A cuttle bone will give him the extra if he needs it, often they seem to know when they are short of something in their diet and will try to eat odd objects to compensate. Cuttle bone can also help keep its beak trimmed too.
Some torts won't eat it, so a little grated onto his food a couple of times a week may help.
Supplements seem to be favoured by others, as some torts like them and they usually have other beneficial ingredients in them too.


----------



## Gillian M (Jul 25, 2015)

Sorry - can't be of help here - am no expert.

And a very warm welcome to the forum.


----------



## Tom (Jul 25, 2015)

Probably not enough calcium and the other compounds in kale make it not good to feed it all the time.

I think your diet needs lot more variety and grocery store foods are not the best way to go. Here are some suggestions for other, better things:
Mulberry leaves
Grape vine leaves
Hibiscus leaves
African hibiscus leaves
Blue hibiscus leaves
Rose of Sharon leaves
Rose leaves
Geraniums
Gazanias
Lavatera
Pansies
Petunias
Hostas
Honeysuckle
Cape honeysuckle
Leaves and blooms from any squash plant, like pumpkin, cucumber, summer squash, etc...
Young spineless opuntia cactus pads

Weeds: 
There are soooooooo many...
Dandelion
Mallow
Filaree
Smooth Sow thistle
Prickly Sow thistle
Milk thistle
Goat head weed
Cats ear
Nettles
Trefoil
Wild onion
Wild mustard
Wild Garlic
Clovers
Broadleaf plantain
Narrow leaf plantain
Chick weed
Hawksbit
Hensbit
Hawksbeard

Other good stuff:
"Testudo Seed Mix" from http://www.tortoisesupply.com/SeedMixes
Pasture mixes or other seeds from http://www.groworganic.com/seeds.html
Homegrown alfalfa
Mazuri Tortoise Chow
ZooMed Grassland Tortoise Food


----------



## PlatinumTortoise (Jul 25, 2015)

I have a 2 month old baby red foot tortoise who usually eats spring mix consisting of romaine lettuce, spinach other greens and also eats ALOT of Kale.... He DOES NOT eat calcium supplements of any kind and also has the occasional fruit.... Is my Tortoise getting enough calcium? How would I know? 
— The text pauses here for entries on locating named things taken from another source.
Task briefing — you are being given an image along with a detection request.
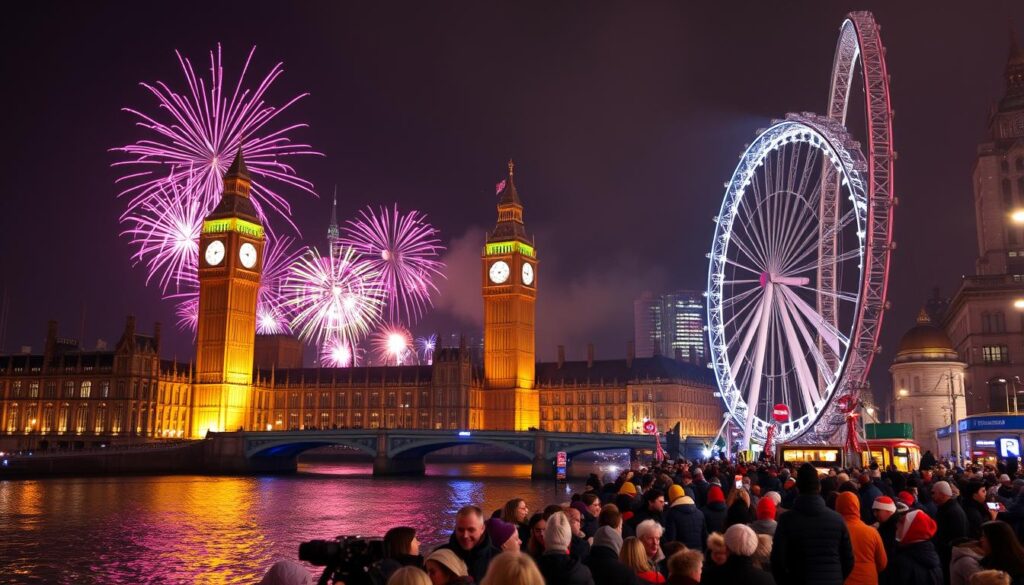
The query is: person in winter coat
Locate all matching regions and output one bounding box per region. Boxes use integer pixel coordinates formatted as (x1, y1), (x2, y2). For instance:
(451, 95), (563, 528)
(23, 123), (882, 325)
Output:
(668, 548), (703, 585)
(932, 482), (968, 581)
(584, 527), (640, 585)
(980, 520), (1024, 585)
(949, 540), (985, 585)
(963, 482), (995, 539)
(665, 486), (708, 550)
(700, 486), (726, 534)
(750, 498), (778, 536)
(857, 473), (885, 525)
(771, 463), (853, 585)
(883, 510), (943, 585)
(725, 490), (756, 528)
(537, 512), (594, 585)
(442, 506), (501, 583)
(700, 525), (775, 585)
(618, 536), (666, 585)
(836, 492), (888, 585)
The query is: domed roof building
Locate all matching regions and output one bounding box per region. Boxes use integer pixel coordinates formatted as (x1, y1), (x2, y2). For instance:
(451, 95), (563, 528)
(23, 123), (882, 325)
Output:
(889, 309), (967, 456)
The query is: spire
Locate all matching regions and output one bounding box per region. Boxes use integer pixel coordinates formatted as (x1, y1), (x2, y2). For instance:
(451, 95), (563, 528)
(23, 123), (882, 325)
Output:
(224, 144), (249, 180)
(918, 307), (932, 325)
(327, 185), (338, 246)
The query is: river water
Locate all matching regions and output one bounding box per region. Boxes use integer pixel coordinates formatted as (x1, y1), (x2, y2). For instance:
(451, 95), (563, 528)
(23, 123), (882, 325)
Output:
(0, 462), (608, 585)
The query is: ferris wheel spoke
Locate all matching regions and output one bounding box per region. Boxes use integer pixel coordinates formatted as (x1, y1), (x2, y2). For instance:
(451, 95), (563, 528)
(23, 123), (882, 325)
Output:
(780, 285), (850, 356)
(785, 290), (836, 391)
(782, 248), (860, 275)
(743, 282), (774, 444)
(777, 295), (818, 413)
(731, 297), (765, 385)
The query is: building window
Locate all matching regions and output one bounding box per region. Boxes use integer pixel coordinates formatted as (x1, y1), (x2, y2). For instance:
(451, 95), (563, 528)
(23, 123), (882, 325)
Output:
(981, 345), (1010, 364)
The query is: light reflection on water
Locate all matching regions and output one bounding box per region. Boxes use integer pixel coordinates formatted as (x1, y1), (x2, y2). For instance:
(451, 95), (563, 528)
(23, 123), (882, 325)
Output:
(0, 462), (610, 584)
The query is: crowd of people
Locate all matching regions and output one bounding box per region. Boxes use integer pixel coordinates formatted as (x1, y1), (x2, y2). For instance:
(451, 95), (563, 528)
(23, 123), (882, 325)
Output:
(263, 454), (1024, 585)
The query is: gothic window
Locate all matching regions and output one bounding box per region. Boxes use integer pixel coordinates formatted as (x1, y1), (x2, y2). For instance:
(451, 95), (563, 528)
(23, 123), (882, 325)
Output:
(981, 345), (1010, 364)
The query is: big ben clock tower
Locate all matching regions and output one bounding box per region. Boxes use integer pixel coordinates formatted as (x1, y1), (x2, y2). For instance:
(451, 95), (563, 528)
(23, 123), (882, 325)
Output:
(481, 161), (541, 430)
(191, 150), (264, 436)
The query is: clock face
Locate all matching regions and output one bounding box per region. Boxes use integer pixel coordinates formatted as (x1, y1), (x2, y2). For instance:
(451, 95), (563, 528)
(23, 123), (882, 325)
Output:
(239, 242), (256, 268)
(488, 260), (511, 285)
(204, 240), (224, 266)
(522, 262), (534, 286)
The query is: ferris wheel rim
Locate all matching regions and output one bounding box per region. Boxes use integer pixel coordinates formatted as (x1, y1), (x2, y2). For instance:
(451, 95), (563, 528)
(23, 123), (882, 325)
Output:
(708, 114), (867, 441)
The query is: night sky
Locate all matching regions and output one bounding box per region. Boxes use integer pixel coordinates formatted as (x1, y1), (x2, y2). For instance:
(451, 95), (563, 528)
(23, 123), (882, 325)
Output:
(0, 2), (1024, 407)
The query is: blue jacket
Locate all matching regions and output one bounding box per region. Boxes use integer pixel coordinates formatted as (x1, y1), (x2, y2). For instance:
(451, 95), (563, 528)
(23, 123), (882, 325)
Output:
(663, 498), (708, 550)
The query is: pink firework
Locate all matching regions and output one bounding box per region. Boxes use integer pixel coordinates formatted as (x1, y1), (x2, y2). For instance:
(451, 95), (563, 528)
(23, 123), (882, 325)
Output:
(371, 326), (416, 366)
(121, 173), (210, 294)
(113, 44), (321, 231)
(341, 205), (444, 325)
(256, 232), (303, 335)
(282, 248), (384, 347)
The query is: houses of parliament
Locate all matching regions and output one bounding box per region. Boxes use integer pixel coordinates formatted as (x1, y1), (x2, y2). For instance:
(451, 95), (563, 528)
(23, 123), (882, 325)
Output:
(0, 152), (722, 449)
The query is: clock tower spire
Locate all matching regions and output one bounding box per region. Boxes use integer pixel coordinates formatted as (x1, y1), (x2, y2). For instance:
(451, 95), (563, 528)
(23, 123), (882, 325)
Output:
(479, 160), (541, 430)
(191, 149), (264, 436)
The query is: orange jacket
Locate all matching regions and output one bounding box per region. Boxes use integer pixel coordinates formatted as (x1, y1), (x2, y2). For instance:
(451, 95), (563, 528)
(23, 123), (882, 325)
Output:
(836, 492), (889, 585)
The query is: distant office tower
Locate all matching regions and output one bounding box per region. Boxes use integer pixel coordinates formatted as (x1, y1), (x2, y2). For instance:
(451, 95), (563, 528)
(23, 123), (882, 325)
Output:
(633, 291), (708, 364)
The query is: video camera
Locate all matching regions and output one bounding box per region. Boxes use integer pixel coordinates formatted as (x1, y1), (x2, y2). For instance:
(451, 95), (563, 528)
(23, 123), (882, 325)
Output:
(299, 536), (384, 585)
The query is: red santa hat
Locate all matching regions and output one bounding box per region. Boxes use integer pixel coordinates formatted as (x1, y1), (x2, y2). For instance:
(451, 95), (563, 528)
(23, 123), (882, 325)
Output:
(871, 496), (896, 512)
(896, 510), (938, 544)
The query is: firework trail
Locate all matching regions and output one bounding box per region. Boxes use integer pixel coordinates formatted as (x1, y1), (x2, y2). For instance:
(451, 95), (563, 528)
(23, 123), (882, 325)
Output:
(340, 205), (444, 325)
(113, 44), (322, 232)
(371, 325), (416, 366)
(281, 248), (384, 347)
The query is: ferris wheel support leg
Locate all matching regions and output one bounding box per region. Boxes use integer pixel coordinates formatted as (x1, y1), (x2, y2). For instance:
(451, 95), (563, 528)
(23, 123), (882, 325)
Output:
(743, 282), (775, 449)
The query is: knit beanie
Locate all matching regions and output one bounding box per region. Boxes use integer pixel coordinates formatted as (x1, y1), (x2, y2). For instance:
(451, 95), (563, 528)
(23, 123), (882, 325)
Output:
(427, 548), (469, 577)
(896, 510), (938, 544)
(592, 526), (623, 555)
(932, 482), (953, 498)
(797, 463), (821, 494)
(483, 518), (516, 548)
(708, 485), (725, 504)
(897, 492), (913, 506)
(725, 525), (758, 556)
(669, 484), (686, 503)
(544, 512), (572, 552)
(758, 498), (775, 520)
(871, 496), (896, 512)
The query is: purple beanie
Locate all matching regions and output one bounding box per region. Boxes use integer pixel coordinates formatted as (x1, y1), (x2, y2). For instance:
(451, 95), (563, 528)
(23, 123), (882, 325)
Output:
(483, 518), (516, 547)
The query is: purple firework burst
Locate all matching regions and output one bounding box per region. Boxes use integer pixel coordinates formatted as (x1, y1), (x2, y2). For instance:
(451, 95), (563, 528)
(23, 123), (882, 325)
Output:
(341, 205), (444, 325)
(113, 44), (322, 231)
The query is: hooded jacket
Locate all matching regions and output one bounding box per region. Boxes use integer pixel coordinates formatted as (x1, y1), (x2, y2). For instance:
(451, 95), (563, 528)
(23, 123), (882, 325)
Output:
(771, 494), (853, 585)
(442, 532), (501, 583)
(836, 492), (888, 585)
(663, 498), (708, 550)
(949, 543), (982, 585)
(536, 551), (594, 585)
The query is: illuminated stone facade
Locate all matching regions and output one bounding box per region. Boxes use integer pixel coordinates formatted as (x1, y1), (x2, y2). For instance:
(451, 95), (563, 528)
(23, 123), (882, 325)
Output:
(0, 158), (722, 449)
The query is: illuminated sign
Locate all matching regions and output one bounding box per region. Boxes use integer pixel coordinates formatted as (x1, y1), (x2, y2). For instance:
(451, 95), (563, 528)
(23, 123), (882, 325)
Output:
(484, 242), (537, 258)
(999, 436), (1021, 457)
(203, 217), (263, 238)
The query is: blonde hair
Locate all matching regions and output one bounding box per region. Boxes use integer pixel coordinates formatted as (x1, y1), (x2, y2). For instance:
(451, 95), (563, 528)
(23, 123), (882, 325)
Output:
(479, 550), (544, 585)
(668, 546), (703, 578)
(387, 567), (431, 585)
(971, 571), (1010, 585)
(618, 536), (650, 573)
(708, 532), (725, 551)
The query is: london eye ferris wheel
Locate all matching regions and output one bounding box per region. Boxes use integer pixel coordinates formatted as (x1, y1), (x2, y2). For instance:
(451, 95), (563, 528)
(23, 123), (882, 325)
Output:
(708, 12), (895, 445)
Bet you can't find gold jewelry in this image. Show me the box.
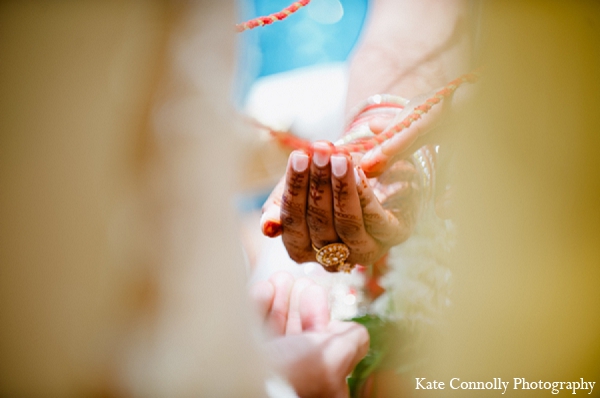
[312,243,354,272]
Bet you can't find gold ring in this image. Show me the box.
[312,243,354,272]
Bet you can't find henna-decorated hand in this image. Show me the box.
[261,142,418,266]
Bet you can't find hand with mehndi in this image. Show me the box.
[250,272,369,398]
[261,142,418,271]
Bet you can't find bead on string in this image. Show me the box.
[235,0,310,32]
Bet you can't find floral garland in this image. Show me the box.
[348,173,455,397]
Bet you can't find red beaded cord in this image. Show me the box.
[235,0,310,32]
[270,71,479,155]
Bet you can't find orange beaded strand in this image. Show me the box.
[235,0,310,32]
[270,71,479,155]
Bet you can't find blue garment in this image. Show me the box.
[236,0,368,102]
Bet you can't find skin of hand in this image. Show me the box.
[261,142,416,266]
[250,272,369,398]
[347,0,474,178]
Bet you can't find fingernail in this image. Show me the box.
[331,155,348,178]
[292,152,308,173]
[313,142,329,167]
[360,151,373,163]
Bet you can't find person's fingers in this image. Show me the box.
[250,281,275,321]
[267,271,294,336]
[285,278,315,335]
[327,321,370,375]
[357,169,412,248]
[260,176,285,238]
[306,142,338,248]
[369,114,394,135]
[281,151,315,263]
[360,94,443,178]
[300,284,330,332]
[331,155,379,265]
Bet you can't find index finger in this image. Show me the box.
[360,91,443,178]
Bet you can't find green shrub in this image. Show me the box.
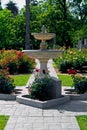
[0,50,35,74]
[54,49,87,73]
[72,75,87,94]
[0,69,15,94]
[30,76,52,101]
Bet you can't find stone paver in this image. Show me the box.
[0,100,87,130]
[0,59,87,130]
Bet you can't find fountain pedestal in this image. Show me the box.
[17,26,69,108]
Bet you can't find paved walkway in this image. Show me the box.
[0,101,87,130]
[0,59,87,130]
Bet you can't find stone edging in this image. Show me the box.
[70,94,87,100]
[16,95,70,109]
[0,93,17,100]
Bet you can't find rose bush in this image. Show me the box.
[54,49,87,73]
[72,75,87,94]
[0,69,15,94]
[0,50,35,74]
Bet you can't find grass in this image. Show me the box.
[0,115,9,130]
[11,74,30,86]
[76,115,87,130]
[58,74,73,86]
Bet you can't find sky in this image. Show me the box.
[1,0,25,9]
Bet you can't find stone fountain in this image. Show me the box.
[17,25,69,108]
[23,25,63,77]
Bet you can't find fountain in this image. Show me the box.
[17,25,69,108]
[23,25,63,77]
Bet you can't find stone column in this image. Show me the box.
[39,58,48,78]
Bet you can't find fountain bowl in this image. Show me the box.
[23,50,64,60]
[32,33,55,41]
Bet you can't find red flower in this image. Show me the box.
[43,70,46,74]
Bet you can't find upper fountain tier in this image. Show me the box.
[23,25,63,61]
[32,25,55,50]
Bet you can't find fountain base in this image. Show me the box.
[17,60,70,109]
[17,95,70,109]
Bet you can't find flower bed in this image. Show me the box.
[0,50,35,74]
[54,49,87,73]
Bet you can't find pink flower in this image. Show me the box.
[67,69,77,74]
[35,68,40,73]
[43,70,46,74]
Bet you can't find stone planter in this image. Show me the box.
[16,95,70,109]
[70,94,87,100]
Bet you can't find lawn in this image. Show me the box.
[58,74,73,86]
[0,115,9,130]
[76,115,87,130]
[11,74,30,86]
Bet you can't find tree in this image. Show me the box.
[0,9,25,49]
[25,0,30,50]
[6,0,18,16]
[0,0,2,10]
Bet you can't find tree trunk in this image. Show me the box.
[25,0,30,50]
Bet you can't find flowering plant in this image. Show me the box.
[0,50,35,74]
[0,69,15,94]
[72,75,87,94]
[67,68,77,74]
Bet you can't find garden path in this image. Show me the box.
[0,59,87,130]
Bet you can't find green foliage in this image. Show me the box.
[0,9,25,49]
[0,0,87,50]
[72,75,87,94]
[0,115,9,130]
[54,49,87,73]
[11,74,30,86]
[30,76,52,101]
[0,50,35,74]
[0,70,15,94]
[58,74,73,86]
[76,115,87,130]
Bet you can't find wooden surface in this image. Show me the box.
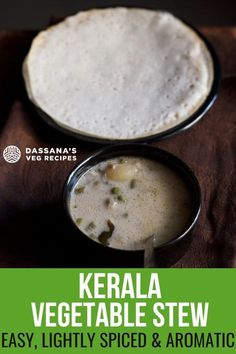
[0,27,236,267]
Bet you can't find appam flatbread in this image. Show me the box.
[23,8,213,140]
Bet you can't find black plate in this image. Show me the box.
[63,144,201,254]
[26,21,221,145]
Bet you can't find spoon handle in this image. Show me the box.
[144,235,156,268]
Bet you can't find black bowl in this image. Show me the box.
[63,144,201,266]
[24,21,221,145]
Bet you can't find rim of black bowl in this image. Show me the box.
[63,143,201,252]
[26,20,221,145]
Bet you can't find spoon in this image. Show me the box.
[144,235,156,268]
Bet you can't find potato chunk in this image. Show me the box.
[105,163,137,182]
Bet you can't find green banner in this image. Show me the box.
[0,269,236,354]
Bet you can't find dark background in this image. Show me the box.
[0,0,236,29]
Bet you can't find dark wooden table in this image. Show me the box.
[0,27,236,267]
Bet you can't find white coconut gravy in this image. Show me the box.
[70,157,192,250]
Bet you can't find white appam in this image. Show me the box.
[23,8,213,139]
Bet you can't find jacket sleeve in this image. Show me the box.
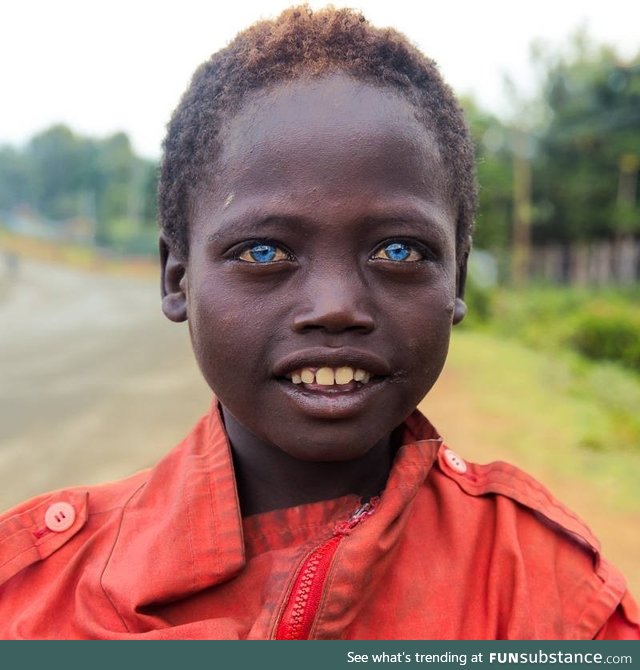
[594,591,640,640]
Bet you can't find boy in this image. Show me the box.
[0,8,640,639]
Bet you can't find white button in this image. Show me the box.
[44,502,76,533]
[444,449,467,475]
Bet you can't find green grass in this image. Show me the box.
[440,330,640,512]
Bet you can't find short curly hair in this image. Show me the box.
[158,6,477,263]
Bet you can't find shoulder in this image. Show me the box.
[0,471,149,589]
[428,444,640,638]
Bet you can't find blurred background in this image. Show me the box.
[0,0,640,595]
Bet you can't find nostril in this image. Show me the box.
[292,309,375,333]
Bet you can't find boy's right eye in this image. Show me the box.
[237,242,291,264]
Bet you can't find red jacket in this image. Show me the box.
[0,409,640,639]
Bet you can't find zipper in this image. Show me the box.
[275,497,379,640]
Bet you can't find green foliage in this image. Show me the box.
[569,300,640,372]
[533,33,640,242]
[0,125,157,253]
[462,286,640,451]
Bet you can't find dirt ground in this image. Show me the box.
[0,258,640,594]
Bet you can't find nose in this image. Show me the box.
[292,273,375,333]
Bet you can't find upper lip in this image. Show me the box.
[273,347,391,377]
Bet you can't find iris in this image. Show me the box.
[382,242,411,261]
[248,244,276,263]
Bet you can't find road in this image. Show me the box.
[0,261,210,509]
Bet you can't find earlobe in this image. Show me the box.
[453,298,467,326]
[160,235,187,323]
[453,248,471,326]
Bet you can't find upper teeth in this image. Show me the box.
[291,365,371,386]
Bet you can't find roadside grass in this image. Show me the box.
[420,329,640,594]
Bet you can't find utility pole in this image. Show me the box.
[511,128,531,286]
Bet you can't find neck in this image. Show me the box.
[222,408,394,516]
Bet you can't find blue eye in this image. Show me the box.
[238,242,289,264]
[372,242,424,262]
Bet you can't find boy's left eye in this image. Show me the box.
[371,242,424,262]
[238,242,289,263]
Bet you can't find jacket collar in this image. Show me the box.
[101,402,441,628]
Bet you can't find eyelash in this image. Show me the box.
[369,238,433,263]
[233,238,433,265]
[233,240,293,265]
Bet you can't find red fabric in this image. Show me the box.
[0,409,640,639]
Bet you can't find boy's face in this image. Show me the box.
[164,75,468,461]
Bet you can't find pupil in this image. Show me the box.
[386,242,409,261]
[249,244,276,263]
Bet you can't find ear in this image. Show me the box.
[160,234,187,323]
[453,251,469,326]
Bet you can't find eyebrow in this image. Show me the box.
[207,198,455,242]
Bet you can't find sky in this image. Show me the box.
[0,0,640,158]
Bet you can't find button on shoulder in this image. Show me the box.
[0,490,88,584]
Please be specific... and give straight answers... THX!!!


----------



## dmmj (Jul 25, 2015)

Sounds good, I would cut out the spinach. It has calcium binders in it 
You can lightly sprinkle calcium on the food two to three times a week.


----------



## Lyn W (Jul 25, 2015)

Does he have access to a cuttlefish bone? He may start to nibble on that if he is calcium deficient and it will also help keep his beak trimmed. Not all torts bother with them, but you could lightly scrape some over his food a few times a week to provide calcium too.


----------



## johnandjade (Jul 26, 2015)

another vote for cuttlefish, you can scrape on food as has been mentioned. i also agree to cut out the spinich.


----------



## Tidgy's Dad (Jul 26, 2015)

I wouldn't do the supermarket mixes unless I had to.
Fresh farm or garden grown weeds and greens are usually better, as long as you know they're chemical free.


----------



## Tom (Jul 26, 2015)

PlatinumTortoise said:


> I have a 2 month old baby red foot tortoise who usually eats spring mix consisting of romaine lettuce, spinach other greens and also eats ALOT of Kale.... He DOES NOT eat calcium supplements of any kind and also has the occasional fruit.... Is my Tortoise getting enough calcium? How would I know?
> 
> Please be specific... and give straight answers... THX!!!



Did you not like the answers the first time you posted this question?


----------



## PlatinumTortoise (Jul 26, 2015)

I didn't actually, you must of posted the answers though.


----------



## Grandpa Turtle 144 (Jul 26, 2015)

PlatinumTortoise said:


> I didn't actually, you must of posted the answers though.


And most of all with out UV light your tort still isn't getting enough cal .


----------



## Lyn W (Jul 27, 2015)

PlatinumTortoise said:


> I didn't actually, you must of posted the answers though.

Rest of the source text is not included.